Durante demasiado tempo, a discussão sobre a habitação ficou presa entre dois extremos. De um lado, a ideia de que o mercado resolve tudo. Do outro, a convicção de que o Estado deve controlar quase tudo. A realidade é mais simples e menos ideológica: sem oferta, os preços não descem. E sem condições para que essa oferta apareça, a crise agrava-se.
Vamos por pontos. A redução do IVA na construção de 23% para 6% pode ter um impacto significativo. Num sector em que os custos de construção, financiamento, licenciamento e mão-de-obra já pressionam fortemente os projetos, a carga fiscal tem um peso muito importante. Pode ser o crivo entre uma obra avançar ou ficar na gaveta. Pode também abrir espaço para que mais projetos cheguem ao mercado com preços compatíveis com a capacidade das famílias portuguesas.
Convém evitar ilusões. A descida do IVA não significa automaticamente casas mais baratas. Para que esse benefício chegue às famílias, é preciso que haja concorrência, previsibilidade e fiscalização adequada. Se a medida apenas melhorar margens sem aumentar a oferta real, o objetivo falha por completo.
O mesmo se aplica ao mercado de arrendamento. A diminuição da carga fiscal em IRS e IRC sobre as rendas, dentro de determinados limites, poderá significar um estímulo atrativo para a disponibilização de mais imóveis secundários no mercado. É uma medida positiva, sobretudo num país onde muitos imóveis permanecem vazios por receio, inércia ou falta de confiança. A fiscalidade é apenas uma parte do problema. O arrendamento precisa de estabilidade, rapidez na resolução de conflitos e regras que sejam claras para senhorios e inquilinos.
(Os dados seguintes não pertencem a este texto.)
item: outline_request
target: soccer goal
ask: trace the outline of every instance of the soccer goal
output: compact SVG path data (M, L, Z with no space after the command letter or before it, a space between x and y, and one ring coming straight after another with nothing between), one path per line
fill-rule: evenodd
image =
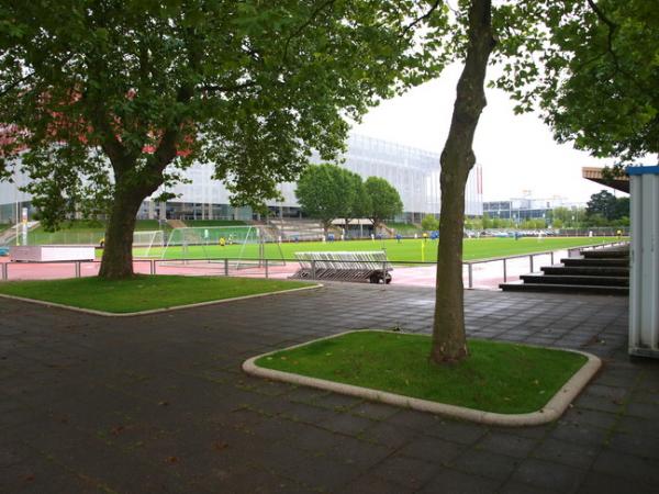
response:
M175 228L163 249L163 260L186 262L230 259L232 268L284 263L277 238L258 225Z
M136 257L158 257L165 247L165 233L161 229L133 232L133 249Z

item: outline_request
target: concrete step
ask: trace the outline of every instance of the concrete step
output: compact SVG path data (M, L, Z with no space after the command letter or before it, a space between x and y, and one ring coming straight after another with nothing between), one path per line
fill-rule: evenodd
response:
M627 258L581 258L570 257L560 260L565 266L606 266L606 267L629 267L629 259Z
M585 284L550 284L511 282L499 285L504 292L545 292L545 293L577 293L591 295L629 296L627 287L601 287Z
M583 274L523 274L524 283L579 284L597 287L629 287L627 277L592 277Z
M629 267L617 266L544 266L545 274L589 276L589 277L626 277L629 278Z
M587 259L619 259L629 258L629 248L582 250L581 255Z

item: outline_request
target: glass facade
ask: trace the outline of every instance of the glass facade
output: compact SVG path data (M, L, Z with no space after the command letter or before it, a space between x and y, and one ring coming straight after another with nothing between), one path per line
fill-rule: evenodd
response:
M398 220L420 222L426 214L439 214L439 154L402 146L395 143L353 134L344 161L340 166L368 177L387 179L400 193L403 201L403 217ZM320 157L313 156L313 162L320 162ZM188 183L179 183L169 191L177 197L161 204L147 200L142 205L138 216L146 218L180 218L180 220L252 220L249 207L233 207L230 205L230 193L224 184L213 180L213 167L210 165L193 165L183 172ZM281 183L282 201L268 203L275 216L300 216L295 199L295 184ZM469 216L481 215L482 173L480 165L472 169L467 182L465 195L465 212ZM160 191L153 197L157 197ZM19 193L15 198L13 183L0 183L0 213L2 204L30 201L27 194ZM11 207L5 207L10 215ZM1 221L1 220L0 220ZM8 218L4 218L7 222Z
M439 154L353 134L348 138L347 150L343 158L344 161L339 165L358 173L365 180L368 177L380 177L387 179L399 191L404 211L404 218L400 220L420 222L426 214L439 214ZM312 162L321 162L320 157L314 155ZM168 203L168 209L171 204L197 203L199 211L194 214L199 218L202 203L228 204L230 194L222 182L213 180L212 175L212 166L191 167L186 176L192 182L180 183L172 189L178 198ZM283 200L268 202L269 209L277 216L298 216L295 183L281 183L279 190ZM465 213L469 216L479 216L483 211L482 204L482 173L480 165L476 165L467 181ZM191 207L187 207L185 215L190 215L192 211ZM208 217L208 212L204 213L204 217ZM211 217L219 216L213 214ZM222 217L232 216L230 214Z

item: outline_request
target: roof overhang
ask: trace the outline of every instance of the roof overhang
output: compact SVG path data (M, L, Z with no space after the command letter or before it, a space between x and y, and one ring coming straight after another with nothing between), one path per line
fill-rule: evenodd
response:
M605 187L619 190L621 192L629 193L629 177L626 175L618 177L606 177L604 175L604 168L597 167L582 167L581 176L593 182L597 182Z

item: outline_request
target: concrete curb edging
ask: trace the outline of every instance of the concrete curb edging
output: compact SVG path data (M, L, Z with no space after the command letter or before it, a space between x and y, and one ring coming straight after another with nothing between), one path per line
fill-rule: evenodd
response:
M9 295L9 294L5 294L5 293L0 293L0 297L11 299L11 300L18 300L18 301L21 301L21 302L29 302L29 303L38 304L38 305L46 305L48 307L66 308L68 311L81 312L83 314L93 314L93 315L100 315L100 316L105 316L105 317L135 317L135 316L141 316L141 315L148 315L148 314L159 314L161 312L180 311L180 310L183 310L183 308L203 307L205 305L222 304L222 303L225 303L225 302L237 302L237 301L241 301L241 300L258 299L258 297L261 297L261 296L280 295L282 293L300 292L302 290L316 290L316 289L320 289L320 288L323 288L322 283L312 284L311 287L301 287L301 288L297 288L297 289L279 290L277 292L255 293L253 295L234 296L232 299L210 300L210 301L206 301L206 302L198 302L198 303L194 303L194 304L175 305L172 307L149 308L148 311L120 312L120 313L105 312L105 311L97 311L94 308L75 307L72 305L59 304L57 302L47 302L45 300L27 299L27 297L24 297L24 296Z
M368 330L376 332L377 329ZM283 350L291 350L293 348L303 347L315 341L336 338L337 336L350 333L357 333L357 330L349 330L336 335L326 336L323 338L317 338L312 341L287 347ZM557 348L539 347L535 345L526 346L557 350ZM263 367L256 366L255 362L257 359L260 359L261 357L267 357L281 350L269 351L267 353L258 355L256 357L247 359L245 362L243 362L243 370L248 374L256 375L259 378L317 388L321 390L333 391L336 393L362 397L370 401L382 402L390 405L412 408L420 412L429 412L433 414L446 415L454 418L478 422L488 425L522 427L546 424L548 422L556 420L558 417L560 417L563 414L563 412L568 408L570 403L579 395L581 390L585 388L588 382L592 379L592 377L597 372L597 370L602 366L602 360L600 360L599 357L595 357L592 353L566 348L558 348L558 350L571 351L573 353L583 355L588 358L588 361L581 367L581 369L579 369L574 373L574 375L572 375L568 380L568 382L566 382L562 385L562 388L551 397L551 400L549 400L549 402L543 408L526 414L499 414L493 412L483 412L473 408L467 408L463 406L448 405L445 403L437 403L428 400L421 400L395 393L388 393L386 391L378 391L369 388L355 386L351 384L343 384L334 381L326 381L324 379L309 378L305 375L293 374L290 372L265 369Z

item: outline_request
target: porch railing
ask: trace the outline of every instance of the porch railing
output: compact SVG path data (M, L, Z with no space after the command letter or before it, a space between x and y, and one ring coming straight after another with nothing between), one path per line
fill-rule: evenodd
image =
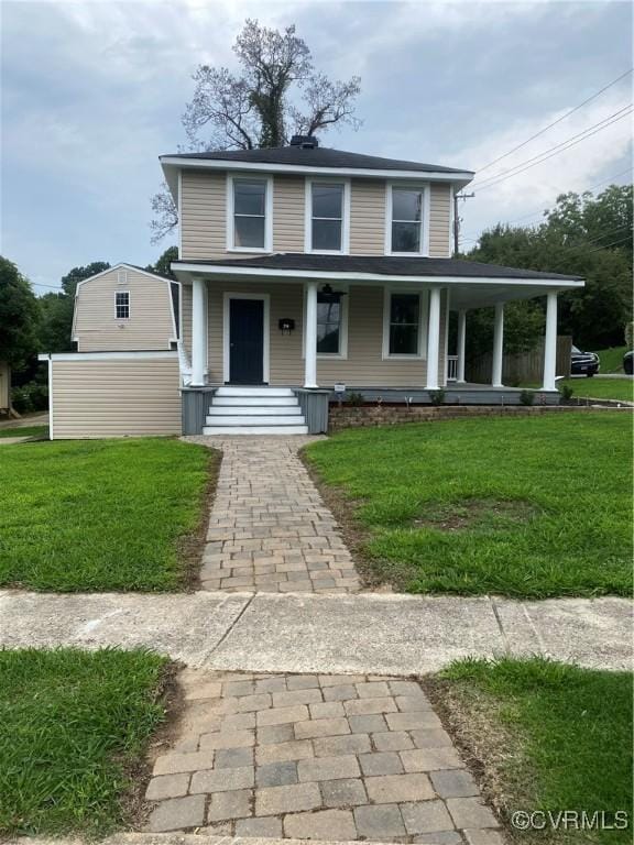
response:
M447 381L458 381L458 355L447 355Z

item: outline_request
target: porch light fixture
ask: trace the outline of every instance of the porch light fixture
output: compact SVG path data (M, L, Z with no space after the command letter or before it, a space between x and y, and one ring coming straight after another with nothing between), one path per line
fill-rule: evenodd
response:
M291 334L295 330L295 320L291 317L281 317L277 322L277 328L282 334Z
M332 290L332 285L324 285L319 290L319 300L321 303L340 303L342 296L347 296L346 290Z

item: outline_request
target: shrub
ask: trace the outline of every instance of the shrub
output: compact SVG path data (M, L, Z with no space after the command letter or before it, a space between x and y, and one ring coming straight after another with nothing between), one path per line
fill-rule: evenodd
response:
M445 402L445 391L442 388L438 391L429 391L429 402L431 405L442 405Z
M48 406L48 387L37 382L29 382L22 387L13 387L11 391L11 404L19 414L46 410Z
M358 408L361 405L363 405L363 394L362 393L356 393L352 391L347 396L348 405L352 405L353 407Z

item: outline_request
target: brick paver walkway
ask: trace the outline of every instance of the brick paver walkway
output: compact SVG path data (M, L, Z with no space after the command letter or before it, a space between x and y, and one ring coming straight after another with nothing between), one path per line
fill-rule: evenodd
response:
M359 577L298 449L310 437L188 437L222 451L204 590L349 593Z
M501 845L428 699L374 676L181 674L185 711L149 830Z

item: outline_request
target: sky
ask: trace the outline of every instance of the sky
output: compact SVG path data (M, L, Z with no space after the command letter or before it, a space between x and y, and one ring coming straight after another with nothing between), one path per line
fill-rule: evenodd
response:
M236 67L245 18L295 23L317 68L361 77L361 128L324 145L484 168L460 208L464 249L499 221L535 223L560 193L632 178L632 75L485 167L632 67L628 2L0 0L0 252L40 294L74 266L145 265L174 242L151 242L157 157L186 144L196 67Z

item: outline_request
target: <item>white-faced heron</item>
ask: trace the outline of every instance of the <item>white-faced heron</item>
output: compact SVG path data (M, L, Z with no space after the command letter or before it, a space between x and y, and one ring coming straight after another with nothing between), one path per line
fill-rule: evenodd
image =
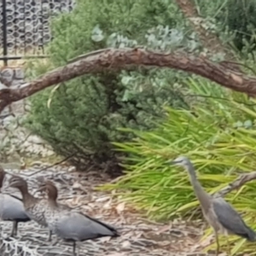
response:
M222 197L213 197L204 190L197 179L192 163L187 157L179 156L171 163L184 167L189 174L190 183L200 202L203 215L215 233L216 255L219 253L218 233L225 236L234 234L250 241L256 241L255 232L245 224L240 214L228 202ZM227 242L230 251L228 239Z

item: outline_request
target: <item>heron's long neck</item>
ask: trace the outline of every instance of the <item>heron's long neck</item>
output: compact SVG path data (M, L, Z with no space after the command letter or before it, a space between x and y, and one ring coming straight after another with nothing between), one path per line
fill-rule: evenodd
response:
M189 174L190 183L193 186L195 194L198 201L201 202L201 207L203 208L204 207L208 208L207 207L209 206L210 195L205 191L205 189L203 189L203 187L198 181L195 168L191 163L187 166L187 170Z

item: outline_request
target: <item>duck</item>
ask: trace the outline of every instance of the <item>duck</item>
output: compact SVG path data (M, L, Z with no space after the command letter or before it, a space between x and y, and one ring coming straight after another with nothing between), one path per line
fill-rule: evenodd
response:
M73 256L77 255L77 241L103 236L120 236L117 230L111 225L58 203L58 190L50 180L45 180L38 189L47 195L48 205L44 216L49 229L64 241L73 242Z
M0 166L0 189L2 190L6 172ZM31 218L26 214L22 200L9 194L0 194L0 218L3 221L12 221L13 227L10 236L17 236L20 222L28 222Z
M31 195L28 191L26 181L18 175L12 176L9 179L9 186L19 189L21 193L24 209L27 216L41 226L47 227L44 212L45 205L48 203L48 201L37 198ZM52 232L49 230L48 241L51 241L51 236Z

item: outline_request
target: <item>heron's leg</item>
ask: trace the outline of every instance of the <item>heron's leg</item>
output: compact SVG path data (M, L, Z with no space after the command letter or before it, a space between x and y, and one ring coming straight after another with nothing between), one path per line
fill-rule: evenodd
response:
M230 244L230 241L229 241L229 236L226 236L226 240L227 240L228 255L231 255Z
M218 232L216 230L214 230L214 235L215 235L215 240L216 240L216 245L217 245L215 255L218 256L219 253L219 243L218 243Z
M13 228L12 228L12 231L11 231L10 236L16 236L17 235L17 230L18 230L18 222L17 221L14 221L13 222Z
M77 255L76 254L76 241L73 241L73 256Z
M49 230L49 237L48 237L48 241L51 241L51 236L52 236L52 231L51 230Z

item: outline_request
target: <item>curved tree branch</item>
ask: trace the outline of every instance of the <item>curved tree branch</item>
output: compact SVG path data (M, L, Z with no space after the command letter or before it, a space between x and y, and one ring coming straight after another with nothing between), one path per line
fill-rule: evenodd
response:
M225 188L220 189L214 196L225 196L232 190L238 189L243 186L246 183L248 183L253 179L256 179L256 172L240 175L234 182L230 183Z
M179 53L158 53L140 48L106 49L79 57L79 61L50 71L20 87L0 90L0 112L11 102L53 84L106 69L131 69L136 66L179 69L198 74L234 90L256 94L256 77L247 76L205 58Z

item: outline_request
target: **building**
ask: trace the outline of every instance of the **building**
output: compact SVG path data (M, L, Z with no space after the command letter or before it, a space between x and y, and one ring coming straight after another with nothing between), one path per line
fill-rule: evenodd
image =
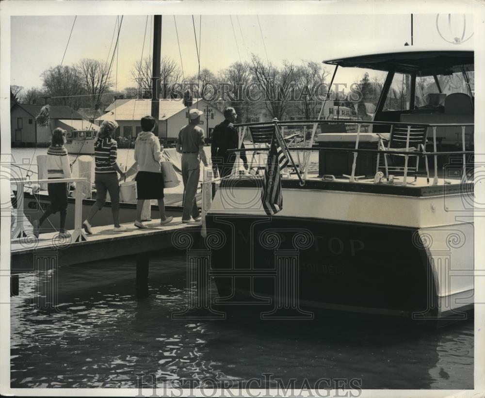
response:
M45 146L50 142L52 130L60 127L66 130L74 127L71 121L82 120L82 117L68 106L50 106L50 126L42 127L35 123L41 105L16 104L10 110L10 136L12 146ZM86 122L85 123L89 123ZM87 127L87 126L86 126Z
M111 111L96 119L99 125L104 120L115 121L119 126L116 136L122 138L134 138L142 130L140 119L151 113L151 99L117 99L116 106L110 105L107 109ZM189 123L189 111L184 106L181 99L160 100L158 135L167 142L174 142L178 136L180 129ZM194 100L191 109L196 108L204 114L201 116L199 126L204 129L207 137L216 125L224 120L224 115L217 107L212 106L203 99ZM209 117L207 111L209 110Z

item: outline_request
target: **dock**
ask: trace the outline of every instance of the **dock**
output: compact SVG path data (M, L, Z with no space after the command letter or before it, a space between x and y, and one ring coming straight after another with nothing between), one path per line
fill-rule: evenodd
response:
M168 224L160 225L160 220L144 223L148 228L139 229L133 223L122 224L127 230L114 232L113 226L93 227L93 234L86 236L86 240L71 241L61 240L57 232L40 234L38 239L27 232L25 237L11 241L11 268L13 284L14 276L23 272L52 269L57 267L81 264L107 258L138 255L136 258L136 292L138 298L148 295L148 274L151 253L173 248L172 236L180 230L193 231L200 235L200 223L183 223L181 217L174 217ZM73 231L69 231L71 235ZM18 294L12 287L13 294Z

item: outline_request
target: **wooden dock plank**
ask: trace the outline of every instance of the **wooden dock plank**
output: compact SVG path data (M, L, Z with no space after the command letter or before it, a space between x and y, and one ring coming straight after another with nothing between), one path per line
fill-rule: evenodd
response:
M43 252L56 252L60 266L82 264L124 255L148 253L173 247L172 236L181 230L198 234L199 223L184 224L181 217L169 224L160 225L160 220L145 223L148 228L140 229L133 223L124 224L127 230L114 232L112 225L93 227L93 234L83 242L55 244L57 233L41 234L38 239L32 237L12 239L11 242L11 273L28 272L34 269L34 257ZM27 239L29 239L27 240ZM30 243L29 243L30 242Z

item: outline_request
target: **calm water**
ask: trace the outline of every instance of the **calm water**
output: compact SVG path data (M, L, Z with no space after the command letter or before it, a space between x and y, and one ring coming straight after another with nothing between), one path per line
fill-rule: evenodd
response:
M346 378L363 388L473 388L472 321L430 330L335 319L172 320L188 293L185 255L152 258L151 295L138 301L134 261L61 268L59 311L36 310L35 275L21 275L12 298L12 387L135 387L140 372L221 382L269 372L297 385Z

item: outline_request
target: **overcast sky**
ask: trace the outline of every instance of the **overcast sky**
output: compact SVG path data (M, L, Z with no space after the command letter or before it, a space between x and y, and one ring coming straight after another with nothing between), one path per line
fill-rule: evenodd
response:
M198 66L192 16L179 15L175 17L184 72L186 76L196 74ZM398 48L406 42L411 43L410 14L260 15L264 42L258 17L256 15L202 16L201 68L206 67L216 73L235 61L248 60L251 53L264 60L267 53L272 63L281 64L285 59L296 63L302 60L320 62L353 54ZM11 18L11 83L26 89L40 88L40 75L43 71L61 63L74 16ZM195 15L194 18L198 42L199 16ZM78 16L63 64L72 65L83 58L106 60L116 20L116 16L112 15ZM148 56L152 52L151 16L146 33L146 16L128 15L123 17L117 65L115 58L112 75L113 82L117 80L118 89L135 85L130 80L130 71L142 56L144 36L143 56ZM436 22L436 14L414 15L414 45L417 48L456 47L440 37ZM461 37L463 16L453 17L451 32L447 15L442 15L439 22L446 38ZM466 24L466 38L473 32L471 16L467 16ZM467 47L473 46L473 39L467 42ZM115 40L115 37L113 47ZM180 64L172 15L164 15L162 18L162 56ZM355 70L339 76L340 82L351 82L360 77Z

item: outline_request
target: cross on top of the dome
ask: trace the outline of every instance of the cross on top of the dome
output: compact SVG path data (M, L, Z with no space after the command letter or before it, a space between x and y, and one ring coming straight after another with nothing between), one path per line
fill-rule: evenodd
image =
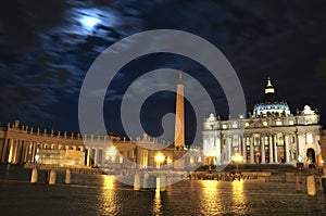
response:
M290 115L290 107L288 103L275 93L271 78L267 78L264 98L254 105L253 117L268 116L268 115Z
M265 93L275 93L275 89L272 85L272 81L271 81L269 77L267 78L267 85L266 85L266 88L265 88Z

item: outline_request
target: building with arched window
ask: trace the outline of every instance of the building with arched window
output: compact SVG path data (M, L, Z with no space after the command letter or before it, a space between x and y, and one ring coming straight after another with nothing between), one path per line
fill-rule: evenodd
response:
M228 164L239 153L247 164L322 166L321 132L318 113L305 105L292 114L268 78L264 98L248 117L222 120L210 114L204 119L203 164Z

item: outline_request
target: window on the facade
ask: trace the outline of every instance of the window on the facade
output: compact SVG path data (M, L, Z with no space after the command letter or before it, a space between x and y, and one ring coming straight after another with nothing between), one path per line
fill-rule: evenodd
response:
M306 134L306 143L312 144L313 143L313 137L312 134Z
M239 147L239 137L238 136L234 136L233 147Z
M277 135L277 145L284 145L284 136L283 136L283 134Z
M233 128L237 128L238 127L238 124L237 124L237 122L234 122L234 124L233 124Z
M253 138L253 145L254 145L254 147L260 145L260 138L259 138L259 137L254 137L254 138Z
M265 137L265 145L268 145L269 141L268 141L268 137Z

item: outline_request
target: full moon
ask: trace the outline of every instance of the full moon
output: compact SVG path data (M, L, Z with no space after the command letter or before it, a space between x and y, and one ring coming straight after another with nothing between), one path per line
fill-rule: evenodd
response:
M92 16L85 16L80 22L87 29L91 30L98 23L100 23L100 20Z

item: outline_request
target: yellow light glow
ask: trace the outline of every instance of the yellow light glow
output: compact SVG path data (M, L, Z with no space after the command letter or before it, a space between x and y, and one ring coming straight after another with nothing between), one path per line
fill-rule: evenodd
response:
M159 152L156 155L155 155L155 162L160 162L162 163L164 161L164 155Z
M239 153L235 153L231 157L231 161L236 162L236 163L241 163L243 160L243 156Z
M246 202L246 196L243 193L243 180L235 180L233 181L233 201L237 206L243 206L242 204ZM239 208L239 212L243 209Z
M110 147L106 151L108 156L115 156L116 155L116 149L115 147Z
M160 168L161 163L164 162L164 160L165 160L165 156L161 152L159 152L154 158L156 162L156 168Z

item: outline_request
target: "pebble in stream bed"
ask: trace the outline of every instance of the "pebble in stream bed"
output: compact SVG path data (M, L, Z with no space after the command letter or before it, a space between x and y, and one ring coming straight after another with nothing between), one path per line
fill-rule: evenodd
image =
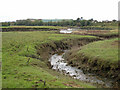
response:
M96 76L93 76L92 74L84 74L81 69L77 69L76 67L68 66L67 63L64 61L63 55L54 54L49 59L52 69L60 71L61 73L64 73L65 75L70 75L74 79L79 79L81 81L91 82L91 83L97 83L100 85L105 85L106 87L111 87L111 81L102 81L101 79L98 79Z

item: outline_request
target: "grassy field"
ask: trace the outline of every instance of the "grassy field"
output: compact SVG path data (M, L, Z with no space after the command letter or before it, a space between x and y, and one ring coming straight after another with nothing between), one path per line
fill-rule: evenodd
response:
M111 78L120 85L120 68L118 65L118 38L96 41L66 53L65 59L71 66L76 66L84 72L95 73L98 76Z
M111 63L118 62L118 38L90 43L83 46L78 53L98 57Z
M48 29L63 29L61 26L2 26L2 28L48 28Z
M95 88L69 76L49 69L47 61L30 58L36 55L35 46L65 38L95 38L94 36L55 34L54 32L2 33L2 87L3 88ZM28 49L28 50L27 50ZM43 52L44 53L44 52Z

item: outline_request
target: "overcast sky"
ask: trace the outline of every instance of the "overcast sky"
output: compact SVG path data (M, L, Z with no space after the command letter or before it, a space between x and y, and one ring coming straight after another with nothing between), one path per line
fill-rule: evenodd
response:
M118 20L120 0L1 0L0 22L18 19Z

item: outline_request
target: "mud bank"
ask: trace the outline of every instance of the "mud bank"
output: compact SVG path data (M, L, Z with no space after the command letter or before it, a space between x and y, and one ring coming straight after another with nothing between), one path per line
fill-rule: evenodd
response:
M50 29L50 28L2 28L2 32L10 31L57 31L59 29Z
M64 39L62 41L51 41L41 45L36 45L37 54L43 59L48 60L51 55L63 50L78 48L93 41L101 40L99 38L74 38Z
M84 53L77 54L78 51L79 50L69 51L64 56L69 65L82 69L84 73L94 73L100 77L112 79L114 82L113 87L120 88L120 67L118 62L110 63L98 57L93 59Z

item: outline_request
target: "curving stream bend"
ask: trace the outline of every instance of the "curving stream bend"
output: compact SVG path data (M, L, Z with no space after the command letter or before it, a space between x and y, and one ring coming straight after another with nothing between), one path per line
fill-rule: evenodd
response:
M100 78L91 73L84 74L81 69L69 66L63 58L65 52L61 55L54 54L51 56L49 61L51 63L52 69L64 73L65 75L69 75L74 79L79 79L80 81L90 82L93 84L101 85L103 87L112 87L113 82L111 80Z

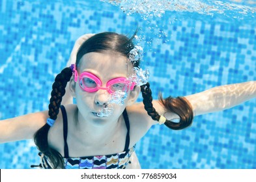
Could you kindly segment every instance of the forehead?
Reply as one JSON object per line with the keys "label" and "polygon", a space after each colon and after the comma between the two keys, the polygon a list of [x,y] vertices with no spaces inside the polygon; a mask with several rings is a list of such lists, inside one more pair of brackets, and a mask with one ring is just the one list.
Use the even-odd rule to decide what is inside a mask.
{"label": "forehead", "polygon": [[80,60],[79,72],[92,71],[102,73],[130,73],[132,64],[125,56],[116,52],[91,52],[84,55]]}

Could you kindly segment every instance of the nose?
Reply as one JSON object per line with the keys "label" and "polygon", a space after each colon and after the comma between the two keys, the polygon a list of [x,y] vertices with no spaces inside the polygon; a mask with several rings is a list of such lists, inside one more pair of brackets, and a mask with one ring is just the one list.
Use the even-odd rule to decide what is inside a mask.
{"label": "nose", "polygon": [[109,98],[109,94],[107,90],[99,90],[96,92],[94,103],[98,105],[106,105]]}

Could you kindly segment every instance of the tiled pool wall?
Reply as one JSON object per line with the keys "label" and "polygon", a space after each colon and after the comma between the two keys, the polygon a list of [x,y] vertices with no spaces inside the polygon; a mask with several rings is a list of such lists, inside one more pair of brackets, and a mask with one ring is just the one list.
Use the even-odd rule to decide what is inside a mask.
{"label": "tiled pool wall", "polygon": [[[207,16],[173,21],[167,12],[145,21],[86,1],[0,0],[1,120],[48,109],[54,77],[84,33],[130,36],[139,27],[154,99],[158,92],[177,97],[256,80],[255,27]],[[142,168],[256,168],[255,106],[254,99],[197,116],[183,131],[152,127],[137,145]],[[0,144],[0,168],[29,168],[39,162],[37,153],[32,140]]]}

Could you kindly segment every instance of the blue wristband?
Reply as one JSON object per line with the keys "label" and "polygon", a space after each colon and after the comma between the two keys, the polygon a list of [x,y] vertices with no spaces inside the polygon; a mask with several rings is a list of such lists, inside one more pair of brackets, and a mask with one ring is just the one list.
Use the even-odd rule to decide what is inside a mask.
{"label": "blue wristband", "polygon": [[55,122],[55,120],[53,120],[53,119],[47,118],[47,124],[48,124],[50,126],[53,126]]}

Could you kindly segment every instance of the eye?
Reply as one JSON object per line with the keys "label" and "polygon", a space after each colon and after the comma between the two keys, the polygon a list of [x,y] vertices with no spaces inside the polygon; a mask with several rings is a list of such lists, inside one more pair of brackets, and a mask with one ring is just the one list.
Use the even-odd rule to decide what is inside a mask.
{"label": "eye", "polygon": [[80,82],[80,84],[83,87],[87,88],[95,88],[97,86],[96,82],[93,79],[89,77],[84,77],[81,80],[81,82]]}
{"label": "eye", "polygon": [[113,91],[122,90],[126,91],[127,90],[127,85],[123,83],[115,83],[111,85],[111,90]]}

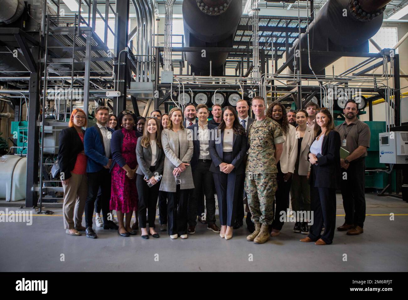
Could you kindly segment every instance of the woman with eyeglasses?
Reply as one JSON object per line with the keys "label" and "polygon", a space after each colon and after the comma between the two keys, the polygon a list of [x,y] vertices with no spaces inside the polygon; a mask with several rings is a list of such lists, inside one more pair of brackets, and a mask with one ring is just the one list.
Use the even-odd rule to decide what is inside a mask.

A proposta para resolver bloqueios em heranças indivisas também merece atenção. Há património parado por falta de acordo entre herdeiros, por processos arrastados ou por ausência de mecanismos práticos de decisão. Num país com tanta pressão habitacional, deixar imóveis bloqueados durante anos é um desperdício económico e social. Libertar esse património pode ser tão importante como incentivar nova construção.
O aumento do IMT para estrangeiros não residentes levanta uma questão diferente. O investimento estrangeiro não é, por si só, o problema da habitação. O problema está no desequilíbrio entre procura e oferta, na concentração territorial dessa procura e na falta de casas disponíveis para quem vive e trabalha em Portugal. Desde a crise de 2011 que a construção de nova habitação desacelerou e nunca mais conseguiu acompanhar a procura que tem continuado progressivamente a aumentar. Penalizar investimento sem distinguir corretamente os casos irá afastar capital importante, sem resolver o essencial. Já para não falar da potencial ilegalidade desta regra por violação do direito europeu.
Este pacote fiscal tem mérito porque parte de um princípio essencial, sem estímulos à oferta, não existe uma política de habitação eficaz. No entanto, continua a faltar assegurar a sua concretização in loco. As medidas precisam de ser claras, simples e fáceis de aplicar, para que tanto o mercado como as famílias saibam com o que podem contar.
A redução da carga fiscal pode contribuir positivamente. Ainda assim, o verdadeiro critério de sucesso será outro, aumentar o número de habitações disponíveis a preços ajustados aos rendimentos reais das famílias. Até que isso aconteça, estamos longe de uma solução definitiva.